Redcliffe Hospital opened in 1965.

=== Woodford Correctional Health Service ===
Woodford Correctional Health Service is the Metro North outreach service at the Woodford Correctional Centre. Under an agreement with Queensland Corrective Service, Queensland Health through Metro North provides primary health services to inmates and staff.
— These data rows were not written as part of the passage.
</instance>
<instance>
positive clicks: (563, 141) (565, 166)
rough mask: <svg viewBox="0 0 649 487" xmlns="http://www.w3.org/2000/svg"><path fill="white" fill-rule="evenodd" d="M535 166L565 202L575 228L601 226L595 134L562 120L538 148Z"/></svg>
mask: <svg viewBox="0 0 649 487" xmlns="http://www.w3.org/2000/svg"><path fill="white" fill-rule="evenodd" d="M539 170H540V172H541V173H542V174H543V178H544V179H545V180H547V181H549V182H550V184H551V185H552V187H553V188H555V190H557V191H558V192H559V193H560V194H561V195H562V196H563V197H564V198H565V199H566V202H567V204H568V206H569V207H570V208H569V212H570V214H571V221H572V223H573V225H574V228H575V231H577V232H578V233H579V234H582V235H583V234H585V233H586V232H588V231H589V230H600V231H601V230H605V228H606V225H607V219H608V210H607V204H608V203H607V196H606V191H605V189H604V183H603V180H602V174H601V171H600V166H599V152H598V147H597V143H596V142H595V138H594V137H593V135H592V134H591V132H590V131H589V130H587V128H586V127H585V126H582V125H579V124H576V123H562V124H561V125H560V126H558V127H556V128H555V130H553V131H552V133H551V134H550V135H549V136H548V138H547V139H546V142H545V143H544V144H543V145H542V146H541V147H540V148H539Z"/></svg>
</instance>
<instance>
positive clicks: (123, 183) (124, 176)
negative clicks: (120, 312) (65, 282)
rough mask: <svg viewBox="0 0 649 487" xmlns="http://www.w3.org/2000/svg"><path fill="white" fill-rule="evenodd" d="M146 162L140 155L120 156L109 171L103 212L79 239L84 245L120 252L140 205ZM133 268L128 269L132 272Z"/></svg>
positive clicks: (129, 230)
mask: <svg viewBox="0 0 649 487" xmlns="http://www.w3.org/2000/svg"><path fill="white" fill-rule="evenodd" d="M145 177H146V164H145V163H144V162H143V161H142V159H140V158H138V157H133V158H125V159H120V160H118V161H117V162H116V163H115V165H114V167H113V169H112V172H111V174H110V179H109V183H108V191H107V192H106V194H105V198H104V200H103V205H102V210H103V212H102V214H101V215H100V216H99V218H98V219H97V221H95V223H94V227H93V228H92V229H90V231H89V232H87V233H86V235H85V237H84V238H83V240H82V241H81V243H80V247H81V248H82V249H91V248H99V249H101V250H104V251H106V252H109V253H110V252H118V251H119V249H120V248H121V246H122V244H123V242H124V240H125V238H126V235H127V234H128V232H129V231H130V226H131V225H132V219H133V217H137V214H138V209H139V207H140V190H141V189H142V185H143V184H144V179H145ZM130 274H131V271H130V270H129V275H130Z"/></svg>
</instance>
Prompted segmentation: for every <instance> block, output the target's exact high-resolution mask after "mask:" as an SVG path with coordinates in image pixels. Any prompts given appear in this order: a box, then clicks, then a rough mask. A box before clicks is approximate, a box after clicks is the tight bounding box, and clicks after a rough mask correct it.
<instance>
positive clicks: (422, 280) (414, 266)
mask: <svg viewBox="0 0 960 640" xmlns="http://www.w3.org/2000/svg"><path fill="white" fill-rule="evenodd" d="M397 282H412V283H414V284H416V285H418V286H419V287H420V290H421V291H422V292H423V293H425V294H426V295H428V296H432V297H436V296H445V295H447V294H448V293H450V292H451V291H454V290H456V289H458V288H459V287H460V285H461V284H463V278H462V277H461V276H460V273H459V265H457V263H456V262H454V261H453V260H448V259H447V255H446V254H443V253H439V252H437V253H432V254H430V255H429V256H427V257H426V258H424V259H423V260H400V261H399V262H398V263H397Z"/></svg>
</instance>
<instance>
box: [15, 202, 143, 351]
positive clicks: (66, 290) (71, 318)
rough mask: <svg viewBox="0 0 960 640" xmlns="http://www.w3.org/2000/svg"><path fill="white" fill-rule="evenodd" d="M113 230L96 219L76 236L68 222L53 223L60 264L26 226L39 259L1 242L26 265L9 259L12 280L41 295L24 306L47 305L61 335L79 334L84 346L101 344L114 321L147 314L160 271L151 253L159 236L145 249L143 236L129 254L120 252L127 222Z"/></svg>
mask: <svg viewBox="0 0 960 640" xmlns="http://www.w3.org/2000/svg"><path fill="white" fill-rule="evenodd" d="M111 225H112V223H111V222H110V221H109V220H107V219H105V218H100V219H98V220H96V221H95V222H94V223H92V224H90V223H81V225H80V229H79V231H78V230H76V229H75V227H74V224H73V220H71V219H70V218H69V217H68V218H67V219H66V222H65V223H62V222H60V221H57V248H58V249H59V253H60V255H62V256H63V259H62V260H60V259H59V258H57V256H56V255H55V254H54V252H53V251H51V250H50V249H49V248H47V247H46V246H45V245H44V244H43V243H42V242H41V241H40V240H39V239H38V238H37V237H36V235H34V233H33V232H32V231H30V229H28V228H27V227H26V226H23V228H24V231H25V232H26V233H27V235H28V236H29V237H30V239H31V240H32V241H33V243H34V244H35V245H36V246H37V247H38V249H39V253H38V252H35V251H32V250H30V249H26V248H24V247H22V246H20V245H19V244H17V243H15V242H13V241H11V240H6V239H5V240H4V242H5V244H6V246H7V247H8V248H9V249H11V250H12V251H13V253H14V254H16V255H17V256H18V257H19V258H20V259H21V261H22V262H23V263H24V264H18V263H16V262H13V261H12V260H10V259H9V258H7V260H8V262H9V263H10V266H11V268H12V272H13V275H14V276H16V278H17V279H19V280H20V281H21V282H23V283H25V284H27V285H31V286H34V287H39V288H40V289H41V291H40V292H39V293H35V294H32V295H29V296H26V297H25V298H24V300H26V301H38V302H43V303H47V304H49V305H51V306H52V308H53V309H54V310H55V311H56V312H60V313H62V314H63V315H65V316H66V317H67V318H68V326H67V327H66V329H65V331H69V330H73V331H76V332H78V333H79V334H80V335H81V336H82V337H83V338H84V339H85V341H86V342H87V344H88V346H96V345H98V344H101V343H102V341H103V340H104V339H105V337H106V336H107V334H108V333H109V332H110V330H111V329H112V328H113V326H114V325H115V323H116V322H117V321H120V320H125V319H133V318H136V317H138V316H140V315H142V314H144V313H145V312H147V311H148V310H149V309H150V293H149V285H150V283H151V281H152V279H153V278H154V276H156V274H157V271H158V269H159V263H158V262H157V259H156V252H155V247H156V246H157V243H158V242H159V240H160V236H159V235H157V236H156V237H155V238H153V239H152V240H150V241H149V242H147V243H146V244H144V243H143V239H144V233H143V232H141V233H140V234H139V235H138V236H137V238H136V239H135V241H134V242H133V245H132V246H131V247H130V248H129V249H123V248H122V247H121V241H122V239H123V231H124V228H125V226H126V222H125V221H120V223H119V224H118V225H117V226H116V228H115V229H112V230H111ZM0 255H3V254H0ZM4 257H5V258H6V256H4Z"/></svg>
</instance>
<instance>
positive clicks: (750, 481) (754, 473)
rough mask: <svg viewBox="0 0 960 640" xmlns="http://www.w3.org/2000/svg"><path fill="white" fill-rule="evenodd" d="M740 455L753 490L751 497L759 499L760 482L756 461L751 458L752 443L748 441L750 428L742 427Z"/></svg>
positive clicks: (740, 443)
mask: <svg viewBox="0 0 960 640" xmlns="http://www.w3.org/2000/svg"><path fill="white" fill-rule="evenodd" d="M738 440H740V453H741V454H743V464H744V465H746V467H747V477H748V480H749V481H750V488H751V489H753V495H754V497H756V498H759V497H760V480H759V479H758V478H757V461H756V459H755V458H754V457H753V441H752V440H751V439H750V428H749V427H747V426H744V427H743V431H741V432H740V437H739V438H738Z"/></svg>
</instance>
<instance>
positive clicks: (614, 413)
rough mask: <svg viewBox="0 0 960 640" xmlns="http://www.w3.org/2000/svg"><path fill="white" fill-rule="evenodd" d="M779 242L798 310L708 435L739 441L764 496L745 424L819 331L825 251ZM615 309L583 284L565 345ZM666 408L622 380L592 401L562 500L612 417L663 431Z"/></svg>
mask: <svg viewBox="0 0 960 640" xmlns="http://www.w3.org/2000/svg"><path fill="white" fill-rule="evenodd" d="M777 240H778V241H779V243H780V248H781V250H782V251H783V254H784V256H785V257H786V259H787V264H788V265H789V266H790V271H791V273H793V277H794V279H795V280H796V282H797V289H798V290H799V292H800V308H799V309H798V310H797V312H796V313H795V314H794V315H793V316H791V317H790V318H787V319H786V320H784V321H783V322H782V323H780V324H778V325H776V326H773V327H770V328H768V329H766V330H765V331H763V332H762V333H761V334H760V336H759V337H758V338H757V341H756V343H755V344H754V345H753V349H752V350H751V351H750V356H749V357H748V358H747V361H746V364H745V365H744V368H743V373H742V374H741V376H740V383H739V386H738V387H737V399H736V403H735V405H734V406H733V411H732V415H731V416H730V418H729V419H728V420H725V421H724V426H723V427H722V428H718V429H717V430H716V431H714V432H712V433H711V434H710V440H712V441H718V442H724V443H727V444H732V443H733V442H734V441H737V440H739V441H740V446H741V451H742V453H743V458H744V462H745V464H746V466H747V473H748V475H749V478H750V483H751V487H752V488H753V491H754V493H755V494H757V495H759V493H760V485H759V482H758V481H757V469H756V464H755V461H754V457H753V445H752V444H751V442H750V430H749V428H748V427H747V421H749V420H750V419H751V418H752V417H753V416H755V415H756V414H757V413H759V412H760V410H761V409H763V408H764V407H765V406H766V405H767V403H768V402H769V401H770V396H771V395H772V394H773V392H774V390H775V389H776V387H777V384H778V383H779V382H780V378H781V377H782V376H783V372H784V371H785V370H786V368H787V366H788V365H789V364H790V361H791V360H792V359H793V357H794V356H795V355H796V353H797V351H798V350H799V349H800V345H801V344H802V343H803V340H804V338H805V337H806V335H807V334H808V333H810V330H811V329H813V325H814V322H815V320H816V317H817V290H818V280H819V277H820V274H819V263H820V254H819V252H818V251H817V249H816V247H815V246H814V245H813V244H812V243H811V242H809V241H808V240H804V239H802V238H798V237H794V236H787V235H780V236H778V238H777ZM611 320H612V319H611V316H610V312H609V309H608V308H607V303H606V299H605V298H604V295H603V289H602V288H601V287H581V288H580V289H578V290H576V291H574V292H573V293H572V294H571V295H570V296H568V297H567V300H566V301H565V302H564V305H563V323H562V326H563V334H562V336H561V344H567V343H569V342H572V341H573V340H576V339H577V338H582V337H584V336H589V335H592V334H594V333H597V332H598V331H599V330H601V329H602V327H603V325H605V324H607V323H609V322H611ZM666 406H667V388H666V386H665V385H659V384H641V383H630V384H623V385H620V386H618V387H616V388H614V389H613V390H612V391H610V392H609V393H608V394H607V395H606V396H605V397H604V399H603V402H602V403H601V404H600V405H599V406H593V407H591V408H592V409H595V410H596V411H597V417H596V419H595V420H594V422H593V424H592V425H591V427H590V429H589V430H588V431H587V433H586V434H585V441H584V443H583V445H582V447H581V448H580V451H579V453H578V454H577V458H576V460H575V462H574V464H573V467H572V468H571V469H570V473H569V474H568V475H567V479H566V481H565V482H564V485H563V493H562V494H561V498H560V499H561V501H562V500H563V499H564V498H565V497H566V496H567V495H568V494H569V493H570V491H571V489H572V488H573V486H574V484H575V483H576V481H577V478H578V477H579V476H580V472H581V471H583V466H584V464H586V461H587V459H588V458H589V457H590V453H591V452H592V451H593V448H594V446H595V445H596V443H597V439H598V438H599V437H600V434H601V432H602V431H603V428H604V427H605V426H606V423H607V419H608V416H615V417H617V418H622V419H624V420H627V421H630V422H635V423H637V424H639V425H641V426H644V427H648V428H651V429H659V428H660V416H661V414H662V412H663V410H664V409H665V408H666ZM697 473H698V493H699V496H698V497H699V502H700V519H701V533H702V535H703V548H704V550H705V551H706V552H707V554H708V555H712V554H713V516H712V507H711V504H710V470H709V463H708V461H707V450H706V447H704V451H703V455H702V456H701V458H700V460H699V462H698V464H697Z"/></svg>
=== Community and Oral Health ===
The Community and Oral Health (COH) Directorate operates a large number of community health centres, post-acute care services, rehabilitation and residential facilities:

- North Lakes Health Precinct
- Brighton Health Campus
- Caboolture King St Community Health Centre
- North West Community Health Centre
- Nundah Community Health Centre
- Pine Rivers Community Health Centre
- Redcliffe Community Health Centre
- Chermside Community Health Centre
- Zillmere Residential Transitional Care
- Cooinda House
- Halwyn Centre

The Rosemount Hospital Campus at Cartwright Street, Windsor, used to be a specialist rehabilitation and geriatrics service before these services were transferred to the new Surgical, Treatment and Rehabilitation Service. The campus has since been converted in part to corporate and support service offices, such as office space for the Metro North Public Health Unit. Aspley Community Centre does not provide health services anymore, and instead houses the Central Patient Intake Unit.